Aktualności

Oszustwo pod legendą

Data publikacji 07.05.2025

Cały czas oszuści działający metodą na wnuczka, policjanta, czy pracownika administracji próbują wzbogacić się kosztem seniorów. Przekonała się o tym kaliszanka, która wczoraj została okradziona we własnym mieszkaniu. Pamiętajmy, że zasada „ograniczonego zaufania” w stosunku do nieznajomych, obowiązuje nie tylko dzieci. Dorośli często o niej zapominają, stając się ofiarami własnej łatwowierności i braku rozwagi.

Do przestępstwa pod legendą „pracownika wodociągów” doszło wczoraj, na terenie Kalisza. Ofiarą oszusta padła 84-latka. Schemat działania przestępców był standardowy. Dwóch mężczyzn zapukało do drzwi mieszkania seniorki. Przekonali kobietę, że zajmują się przeglądem instalacji wodnej i sprawdzaniem ciśnienia wody. Seniorka nie spodziewając się, że ma do czynienia z przestępcami wpuściła ich do swojego mieszkania. Oszuści tak umiejętnie pokierowali rozmową, że jednemu z nich udało mu się namówić właścicielkę mieszkania do „pomocy” przy sprawdzeniu szczelności instalacji wodnej. Kiedy jeden z mężczyzn odwracał uwagę kobiety rozmową, drugi wykorzystał sposobność i okradł 84-latkę ze wszystkich oszczędności.

Kiedy kaliszanka zorientowała się, że padła ofiarą przestępstwa o całym zdarzeniu poinformowała Policję.

Pamiętajmy, że oszuści wciąż modyfikują swoje metody. Najczęściej na ofiary wybierają osoby starsze. Nie bądźmy więc obojętni i przy każdej okazji ostrzegajmy naszych bliskich o metodach działania przestępców. Przy każdym rodzinnym spotkaniu edukujmy seniorów, przypominając im o konieczności sprawdzania u źródła informacji przekazanych przez nieznajome osoby. Osoby starsze świadome zagrożenia i mające wiedzę, że mogą do nich telefonować, czy też pukać do ich drzwi – przestępcy (podając się też często dla uwiarygodnienia swojej osoby za przedstawiciela instytucji zaufania publicznego) – będą ostrożniejsze a przez to też bezpieczniejsze. Przy tego typu przestępstwach ogromną rolę odgrywa profilaktyka.

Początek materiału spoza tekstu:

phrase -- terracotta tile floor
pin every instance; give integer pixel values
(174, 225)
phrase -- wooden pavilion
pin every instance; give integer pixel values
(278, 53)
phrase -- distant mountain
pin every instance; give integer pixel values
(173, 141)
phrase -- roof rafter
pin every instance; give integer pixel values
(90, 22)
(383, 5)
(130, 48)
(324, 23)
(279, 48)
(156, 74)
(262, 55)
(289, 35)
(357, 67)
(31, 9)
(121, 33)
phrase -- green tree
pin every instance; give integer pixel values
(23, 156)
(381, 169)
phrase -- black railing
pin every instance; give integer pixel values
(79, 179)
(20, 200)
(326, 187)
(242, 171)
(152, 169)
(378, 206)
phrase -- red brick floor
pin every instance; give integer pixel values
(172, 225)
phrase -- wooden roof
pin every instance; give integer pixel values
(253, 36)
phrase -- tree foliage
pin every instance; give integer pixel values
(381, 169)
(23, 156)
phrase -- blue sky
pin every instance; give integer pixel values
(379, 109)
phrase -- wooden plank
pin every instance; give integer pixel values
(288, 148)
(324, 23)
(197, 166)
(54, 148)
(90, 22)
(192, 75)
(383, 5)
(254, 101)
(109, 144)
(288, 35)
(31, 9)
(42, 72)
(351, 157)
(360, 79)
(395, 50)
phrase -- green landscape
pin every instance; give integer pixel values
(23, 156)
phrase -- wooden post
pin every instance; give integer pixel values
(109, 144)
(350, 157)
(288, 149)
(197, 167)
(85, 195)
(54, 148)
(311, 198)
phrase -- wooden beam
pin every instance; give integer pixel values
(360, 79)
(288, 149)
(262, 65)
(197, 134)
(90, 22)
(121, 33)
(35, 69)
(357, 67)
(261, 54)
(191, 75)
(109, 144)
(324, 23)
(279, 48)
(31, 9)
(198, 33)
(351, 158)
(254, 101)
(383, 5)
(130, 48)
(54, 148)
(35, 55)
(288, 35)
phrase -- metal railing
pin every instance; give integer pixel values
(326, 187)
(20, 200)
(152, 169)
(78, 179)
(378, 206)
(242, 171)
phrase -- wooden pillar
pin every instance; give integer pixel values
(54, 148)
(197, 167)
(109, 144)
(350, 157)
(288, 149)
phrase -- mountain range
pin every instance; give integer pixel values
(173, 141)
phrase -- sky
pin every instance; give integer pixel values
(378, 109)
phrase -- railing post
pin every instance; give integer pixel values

Rola bliskich jest w tym wypadku nieoceniona!

 

Radzimy co zrobić, by nie paść ofiarą oszustów

  • Jeśli ktoś podaje się za pracownika administracji, MOPS, ZUS lub przedstawiciela wodociągów czy energetyki itp., zanim wpuścisz go domieszkania, zadzwoń do organizacji, na którą się powołuje i spytaj, czy taki człowiek miał Cię odwiedzić.
  • Pamiętaj, że tego typu (prawdziwe) wizyty są poprzedzone odpowiednim komunikatem, np. ogłoszeniem na klatce schodowej, poinformowaniem przez spółdzielnię lub wspólnotę mieszkaniową.
  • Nie wierz w nagłe, troskliwe wizyty bliżej nieokreślonych przyjaciół sprzed lat, znajomych, bądź kolegów członków rodziny. Najczęściej są to oszuści, którzy chcą wejść do twego domu i – zwyczajnie - cię okraść.
  • Pamiętaj, że oszuści często proszą o wejście do mieszkania pod pretekstem poczekania na sąsiada lub pozostawienia dla niego wiadomości. Gdy pójdziesz po szklankę wody lub kartkę i długopis, oni mają czas przeszukać pomieszczenia.
  • Bardzo często oszuści – działając we dwóch – proszą o sprawdzenie np. przewodów wentylacyjnych, lub ciśnienia wody w kranie. Jeden będzie Ci towarzyszył odwracając uwagę od drugiego, który w tym czasie będzie okradał mieszkanie.
  • Bądź ostrożny kupując od akwizytorów pukających do Twoich drzwi. Zdarza się, że podczas prezentacji dywanu, odkurzacza lub innych przedmiotów, zginą Twoje pieniądze i biżuteria.
  • Jeśli masz jakiekolwiek wątpliwości poproś o pomoc sąsiada. Towarzystwo osób trzecich zwykle płoszy złodzieja.
  • Bądź szczególnie ostrożny, jeśli osoba odwiedzająca żąda pieniędzy np. pierwszej raty, bądź zaliczki. Pamiętaj, że zawsze możesz zapłacić później np. przelewem lub na poczcie.
  • Jeśli podejrzewasz, że wpuściłeś oszustów do mieszkania, dokładnie zapamiętaj ich twarze i jak najwięcej szczegółów z ich ubioru. Nie reaguj panicznie. Jeśli będą wiedzieć, że ich zdemaskowałeś, mogą w zrobić Ci krzywdę. Najlepiej idź pod pozorem pożyczenia pieniędzy do sąsiada i tam dyskretnie poproś go o zawiadomienie Policji. Jeśli nie masz takiej możliwości po wyjściu oszustów natychmiast dzwoń na Policję. Pamiętaj, że lepiej stracić pieniądze niż życie.